- Born: Charlotte Bolles August 18, 1841
- Died: July 8, 1877 (aged 35)
- Other names: Lottie B. Anthony
- Occupation: teacher
- Known for: women's rights activism, suffragism
- Spouse: Daniel B. Anthony

= Charlotte Bolles Anthony =

American women's rights activist and suffragist

Charlotte Bolles Anthony (August 18, 1841 – July 8, 1877) was an American women's rights activist and suffragist. Anthony was one of 14 women arrested with Susan B. Anthony after they illegally voted in Rochester, N.Y. on November 5, 1872.

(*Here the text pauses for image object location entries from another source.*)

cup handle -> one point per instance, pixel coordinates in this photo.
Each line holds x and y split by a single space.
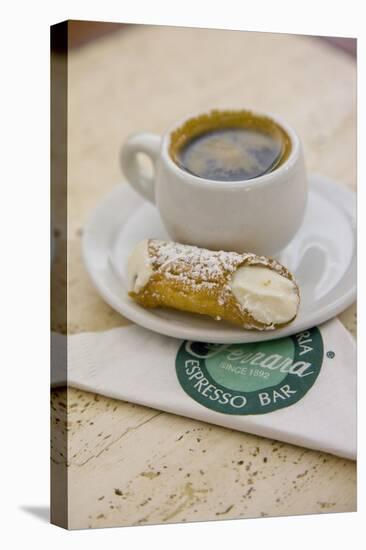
149 144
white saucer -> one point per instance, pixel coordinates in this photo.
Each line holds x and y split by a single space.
322 257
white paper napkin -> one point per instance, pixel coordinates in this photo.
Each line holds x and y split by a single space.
139 366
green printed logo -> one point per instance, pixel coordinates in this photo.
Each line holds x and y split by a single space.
250 378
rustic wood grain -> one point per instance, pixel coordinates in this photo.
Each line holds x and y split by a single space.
130 465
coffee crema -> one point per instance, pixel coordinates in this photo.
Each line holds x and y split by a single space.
229 145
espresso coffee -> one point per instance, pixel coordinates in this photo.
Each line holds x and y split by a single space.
231 146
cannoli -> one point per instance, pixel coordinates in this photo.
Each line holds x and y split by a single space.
252 291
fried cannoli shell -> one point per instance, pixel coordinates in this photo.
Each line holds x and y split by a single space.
198 280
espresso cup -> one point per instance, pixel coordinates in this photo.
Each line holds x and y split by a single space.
259 215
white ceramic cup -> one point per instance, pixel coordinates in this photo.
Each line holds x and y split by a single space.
259 215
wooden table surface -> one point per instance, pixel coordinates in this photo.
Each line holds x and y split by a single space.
130 465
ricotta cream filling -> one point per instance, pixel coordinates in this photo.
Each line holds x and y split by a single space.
268 296
139 269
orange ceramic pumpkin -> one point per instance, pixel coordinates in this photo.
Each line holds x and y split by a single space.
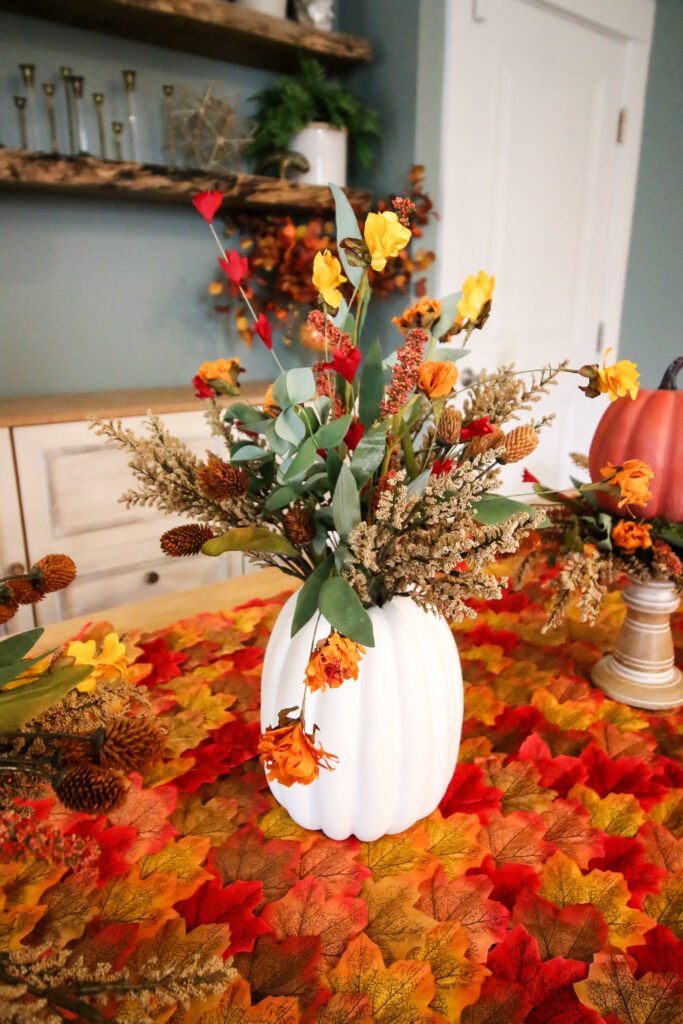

"Lottie" as she was known, began teaching at age 14. She also was known for her fine singing voice, and performed in concerts for local charities. In 1866, she married Daniel B. Anthony, a third cousin of Susan B. Anthony. The couple had four children, and they lived at 101 West Avenue. Southern University's College Administration Building in Baton Rouge, Louisiana was named Lottie Anthony Hall in her honor. Lottie was one of the 14 women arrested with Susan B. Anthony after they illegally voted in Rochester, N.Y. on November 5, 1872. Charlotte influenced women's rights activism and voting in the United States during the late 19th and early 20th centuries.